Anyone remember CIX, AOL or Compuserve from the early-to-mid 1990s? You’d log on and have a nice, safe (But expensive) set of forums and chat rooms isolated from the chaos of the mainstream internet.

Whatever happened to them?

Well, they died. A long time ago. I don’t think many mourned their passing, really. AOL became just another dialup ISP, famed for those free shiny coffee coasters they put through everyone’s door. CompuServe were bought by AOL. CIX just became specialists in conferencing.

Now a “cybersecurity expert”, Professor Alan Woodward, has reinvented the wheel. And the BBC think it’s news.

Yes, he’s proposing that in the name of security, we reinvent those walled gardens of the 90s. The ones that died because they were expensive and couldn’t innovate at the speed of the internet.

Because, of course, if we rip it up and start again the hordes of programmers who wrote the current systems, replete with security holes, are not just going to make exactly the same mistakes again and recreate the same problem.

I’ve seen far too many “Security Internet” and “Internet Two point Oh” proposals over the years.
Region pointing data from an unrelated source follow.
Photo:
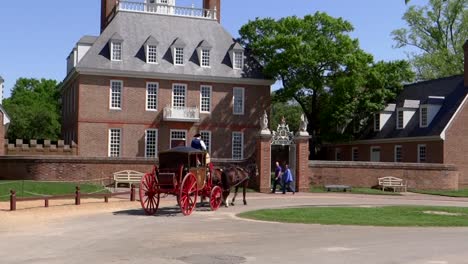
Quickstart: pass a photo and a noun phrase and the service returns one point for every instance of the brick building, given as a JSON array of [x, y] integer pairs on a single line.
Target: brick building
[[157, 75], [426, 124]]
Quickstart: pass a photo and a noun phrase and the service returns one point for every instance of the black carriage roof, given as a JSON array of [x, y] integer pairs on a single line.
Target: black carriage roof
[[183, 149]]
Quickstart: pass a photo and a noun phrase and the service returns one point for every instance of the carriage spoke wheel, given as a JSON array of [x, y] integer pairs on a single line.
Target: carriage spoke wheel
[[188, 194], [216, 197], [149, 193]]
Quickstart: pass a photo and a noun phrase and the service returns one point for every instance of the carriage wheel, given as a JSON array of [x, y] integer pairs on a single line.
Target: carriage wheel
[[149, 193], [216, 198], [188, 194]]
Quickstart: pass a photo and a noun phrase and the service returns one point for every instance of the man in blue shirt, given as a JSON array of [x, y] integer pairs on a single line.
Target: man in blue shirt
[[287, 180]]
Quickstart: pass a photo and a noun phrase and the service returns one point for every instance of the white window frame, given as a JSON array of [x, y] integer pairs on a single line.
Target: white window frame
[[117, 94], [112, 145], [400, 120], [152, 54], [233, 147], [420, 146], [154, 144], [206, 137], [421, 116], [380, 153], [242, 110], [185, 94], [179, 55], [376, 122], [238, 60], [151, 95], [205, 58], [338, 154], [355, 158], [115, 52], [176, 131], [210, 88], [395, 152]]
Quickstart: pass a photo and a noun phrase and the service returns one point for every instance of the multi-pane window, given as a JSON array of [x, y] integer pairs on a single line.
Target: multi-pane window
[[151, 54], [152, 96], [238, 101], [424, 116], [114, 142], [178, 138], [178, 95], [338, 154], [205, 58], [179, 56], [421, 153], [238, 60], [205, 99], [398, 153], [376, 122], [206, 137], [116, 51], [116, 95], [237, 145], [151, 143], [400, 119], [355, 154]]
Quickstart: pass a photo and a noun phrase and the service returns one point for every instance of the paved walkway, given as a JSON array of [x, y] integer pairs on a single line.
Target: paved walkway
[[118, 232]]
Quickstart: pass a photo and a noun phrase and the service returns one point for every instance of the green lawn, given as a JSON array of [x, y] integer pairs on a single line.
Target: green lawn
[[33, 188], [459, 193], [318, 189], [367, 216]]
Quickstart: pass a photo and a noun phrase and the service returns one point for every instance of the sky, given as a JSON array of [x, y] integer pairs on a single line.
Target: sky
[[37, 36]]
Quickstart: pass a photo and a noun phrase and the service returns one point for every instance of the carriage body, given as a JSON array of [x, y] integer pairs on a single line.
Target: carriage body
[[182, 172]]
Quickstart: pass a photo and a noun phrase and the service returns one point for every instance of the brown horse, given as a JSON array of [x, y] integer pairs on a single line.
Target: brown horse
[[233, 177]]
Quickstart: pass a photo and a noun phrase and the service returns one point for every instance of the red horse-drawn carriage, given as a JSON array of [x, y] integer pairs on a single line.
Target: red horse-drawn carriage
[[182, 172]]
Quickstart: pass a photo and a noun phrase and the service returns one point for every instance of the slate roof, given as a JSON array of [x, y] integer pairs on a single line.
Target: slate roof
[[136, 28], [451, 88]]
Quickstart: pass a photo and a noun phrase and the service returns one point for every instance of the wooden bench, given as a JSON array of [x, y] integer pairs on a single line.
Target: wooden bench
[[127, 176], [392, 182]]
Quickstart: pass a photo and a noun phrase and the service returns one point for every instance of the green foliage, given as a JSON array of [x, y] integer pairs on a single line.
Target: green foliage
[[323, 69], [373, 216], [34, 110], [438, 32]]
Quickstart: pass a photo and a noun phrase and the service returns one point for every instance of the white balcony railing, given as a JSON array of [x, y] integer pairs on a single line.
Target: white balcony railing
[[166, 9], [187, 114]]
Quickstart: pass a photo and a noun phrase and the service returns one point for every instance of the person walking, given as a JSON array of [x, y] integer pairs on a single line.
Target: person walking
[[287, 180], [278, 173], [198, 143]]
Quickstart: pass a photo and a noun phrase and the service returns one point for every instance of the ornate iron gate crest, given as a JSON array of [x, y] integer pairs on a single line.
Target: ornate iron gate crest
[[282, 135]]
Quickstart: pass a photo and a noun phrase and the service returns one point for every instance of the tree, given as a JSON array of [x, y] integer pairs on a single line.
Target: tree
[[323, 69], [438, 32], [34, 109]]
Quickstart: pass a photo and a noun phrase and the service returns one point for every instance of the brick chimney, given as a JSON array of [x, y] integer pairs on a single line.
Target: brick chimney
[[212, 4], [107, 9], [465, 49]]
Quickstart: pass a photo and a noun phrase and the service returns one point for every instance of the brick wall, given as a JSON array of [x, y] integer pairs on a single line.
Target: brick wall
[[67, 168], [456, 143], [366, 174]]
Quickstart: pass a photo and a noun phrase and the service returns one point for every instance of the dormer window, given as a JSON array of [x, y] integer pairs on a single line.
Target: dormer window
[[151, 50], [237, 56], [204, 53], [423, 116], [400, 115], [116, 46], [178, 52], [376, 122]]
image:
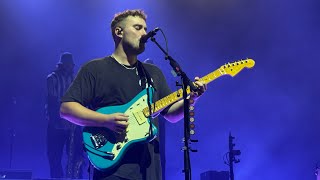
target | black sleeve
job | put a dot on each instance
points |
(82, 88)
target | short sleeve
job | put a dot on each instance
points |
(81, 89)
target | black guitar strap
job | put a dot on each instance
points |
(146, 82)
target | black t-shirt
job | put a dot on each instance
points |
(105, 82)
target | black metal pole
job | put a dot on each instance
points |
(185, 83)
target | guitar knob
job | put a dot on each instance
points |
(118, 146)
(126, 140)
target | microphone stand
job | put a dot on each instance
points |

Unsurprisingly, none of them have come to anything and those that survived have done so simply by becoming another ISP or web hosting provider. It’s no wonder we’re in a mess, if this is the best we get from an expert in the field.

2 comments

  1. We’re already there – what i facebook, google+, livejournal but walled garden social spaces. this is a cycle people go through between freedom and security. Before AOL/CIX was Prestel and the french telephone directory service which was just as wild west as the net is now.

    In due course these walled gardens will come down again as people recognise the downsides of giving these companies all your data.

    In time DRM will move from the corporate to the individual.
    tools will evolve that give you privacy and security and only allow data to be disclosed if you choose it and whom you choose it.h

    1. Even LiveJournal, in response to declining usage, have opened up. You can now use OpenID to comment on posts, RSS feeds to read posts on LiveJournal and even read external feeds via RSS. I would expect to see Facebook do the same should their market share ever start dwindling for any point.

      First rule of the Internet – link and be linked.

      (Ooh, I’d forgotten about Prestel! Bit before my time but I did use it briefly.)